What changes are introduced by the new regulations?

With effect from the end of April it is not open to an administrator to sell the business back to connected parties within the first eight weeks after appointment unless either:

  • The creditors have consented to the sale; or
  • A report has been obtained from an independent “Evaluator”.

The reasoning is that eight weeks gives plenty of time for any competitors or prospective buyers to become aware of the insolvency and to put forward alternative offers for the business.  Likewise, as the administrator should be acting in the best interests of the creditors, if they agree to the sale then there is no-one left to object.

Unfortunately, some sales need to go ahead at short notice, for example because the goodwill or some other asset of value would be quickly eroded once news of the failure becomes public.  In these circumstances an eight-week delay will be too long, as will the time taken to circulate the creditors and sound them out on the possibility of going ahead with a sale to the original directors.  This is where the use of the independent person's report is intended to offer the buyer and the insolvency practitioner some protection.

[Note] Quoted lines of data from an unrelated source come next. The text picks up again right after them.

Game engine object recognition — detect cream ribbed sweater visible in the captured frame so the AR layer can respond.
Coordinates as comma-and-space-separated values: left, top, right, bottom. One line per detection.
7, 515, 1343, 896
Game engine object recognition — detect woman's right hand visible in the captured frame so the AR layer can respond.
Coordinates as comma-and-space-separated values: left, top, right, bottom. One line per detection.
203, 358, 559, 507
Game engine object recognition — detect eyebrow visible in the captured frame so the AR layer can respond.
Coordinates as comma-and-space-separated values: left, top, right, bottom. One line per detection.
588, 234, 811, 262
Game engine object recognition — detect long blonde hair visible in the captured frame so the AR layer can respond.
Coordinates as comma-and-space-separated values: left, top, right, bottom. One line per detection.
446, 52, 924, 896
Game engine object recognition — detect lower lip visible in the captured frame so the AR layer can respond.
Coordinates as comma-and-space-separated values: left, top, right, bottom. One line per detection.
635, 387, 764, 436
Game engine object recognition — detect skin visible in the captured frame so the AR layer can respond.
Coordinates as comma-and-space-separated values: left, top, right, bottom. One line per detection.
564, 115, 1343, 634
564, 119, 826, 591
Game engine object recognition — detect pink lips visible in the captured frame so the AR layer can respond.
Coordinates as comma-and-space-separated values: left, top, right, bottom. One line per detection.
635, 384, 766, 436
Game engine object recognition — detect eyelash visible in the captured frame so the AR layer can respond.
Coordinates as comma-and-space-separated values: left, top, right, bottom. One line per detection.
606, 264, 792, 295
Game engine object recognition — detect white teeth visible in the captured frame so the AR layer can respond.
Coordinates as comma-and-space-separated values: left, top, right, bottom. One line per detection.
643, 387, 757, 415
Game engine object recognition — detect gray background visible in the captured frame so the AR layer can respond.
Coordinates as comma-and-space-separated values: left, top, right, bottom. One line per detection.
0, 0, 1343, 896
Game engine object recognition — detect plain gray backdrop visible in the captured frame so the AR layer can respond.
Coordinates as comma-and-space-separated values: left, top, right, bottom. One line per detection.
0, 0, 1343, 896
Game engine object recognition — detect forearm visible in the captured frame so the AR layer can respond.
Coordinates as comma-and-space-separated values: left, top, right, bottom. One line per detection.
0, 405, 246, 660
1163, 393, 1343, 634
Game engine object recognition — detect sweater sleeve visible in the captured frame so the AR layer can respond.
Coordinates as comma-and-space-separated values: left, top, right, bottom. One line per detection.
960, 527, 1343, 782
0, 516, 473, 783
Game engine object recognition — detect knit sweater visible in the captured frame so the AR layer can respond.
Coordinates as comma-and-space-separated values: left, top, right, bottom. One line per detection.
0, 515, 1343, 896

There are two main concerns with regard to the independent person's report. 

The first is that regulations do not give any guidance as to what qualifications are required by the independent person.  It is not necessary that the evaluator should be a qualified accountant, insolvency practitioner or solicitor.  All that is required is that whoever prepares the report is satisfied that their knowledge and experience is sufficient for the purposes of making the report, that they have professional indemnity insurance and that they are independent.

The second concern with the report is that, even if the evaluator considers that the sale is not in the best interests of creditors, it is still possible for the administrator to go ahead with this.  In these circumstances, however, the administrator will need to explain to the creditors why the report was discounted.

Although it seems unlikely that many sales at short notice will go ahead without the approval of an evaluator, the new regulations have received a mixed response.  Those who believe that the pre-pack process is being abused consider that the regulations have not gone far enough and/or that directors should be prevented from buying back their business from an insolvency practitioner.  Those working within the insolvency industry tend to feel that the regulations will be imposing additional unnecessary burdens to their work in saving jobs and businesses.

I expect to see the use or pre-packs increase in the weeks and months ahead,  In spite of the flaws, it seems that the need for independent approval for the terms of the sale will offer a degree of reassurance to the creditors without imposing significant additional cost or delay.  As such this should help to make them more palatable to their detractors.